Yes, we all were left reeling Monday after Fattah was sentenced to 10 years in prison, one of the longest terms ever imposed on a member of Congress convicted of federal corruption crimes.

Fattah, 60, is scheduled to turn himself in to begin serving his sentence Jan. 25.

He actually got off relatively easy. His sentence could have been twice as long.

It'll be a sad end to a long, at-times distinguished career during which he served as a senior member of the powerful House Appropriations Committee.

"I have to believe that this trial and sentencing was watched very carefully by African Americans," said public relations guru A. Bruce Crawley. "Blacks perceive racial bias to be greater in the criminal justice system than in any other institution in the country. So, of course, there was great interest in what just occurred."

Before losing the Democratic primary in April to U.S. Rep. Dwight Evans (D., Pa.), Fattah spent 21 years in Congress. I feel for his children and for his wife, former NBC10 anchor Renee Chenault-Fattah. I heard Monday that his mother, Falaka Fattah, is understandably distraught. I can't imagine the anguish that they must be going through right now.

As I followed the news coverage of Chaka Fattah's trial and subsequent conviction in June, I kept asking myself: Why would he allow himself to get caught up like that? He's a smart man. He knew what was at stake: his job, his reputation, his legacy. Everything he'd worked so hard for was on the line.

Did he really think he could get away with his illegal financial wheeling and dealing? Chief among his crimes was stealing from an educational nonprofit run by some former aides to pay off an illegal $1 million loan he obtained during his failed 2007 mayoral bid. Did his long tenure in office make him so arrogant that he thought he was above the law and that no one would come after him?
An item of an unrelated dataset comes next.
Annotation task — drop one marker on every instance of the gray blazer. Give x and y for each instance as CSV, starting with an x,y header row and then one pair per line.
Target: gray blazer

Other pols might play that crooked game, but he wasn't going to get away with that.

Chad Dion Lassiter, a founder of Black Men at Penn in the School of Social Work, pointed to the 2009 case involving former Pennsylvania State Sen. Vincent J. Fumo (D., Phila.), sentenced in 2011 to five years for steering state contracts to individuals conducting personal and political work for him as well as looting a nonprofit for personal gain.

"The news for me is very upsetting," said Lassiter. "The way we administer justice in the United States is always along the color line, as W.E.B. DuBois talked about. Ten years for him? Less time for Fumo? . . . It's perplexing."

It doesn't seem right to me, either. In addition to his prison sentence, Fattah has been ordered to pay $600,000 in restitution. He's expected to appeal.

At this point, that's his only hope - outside of a presidential pardon. And we all know which president would have to be the one to do that.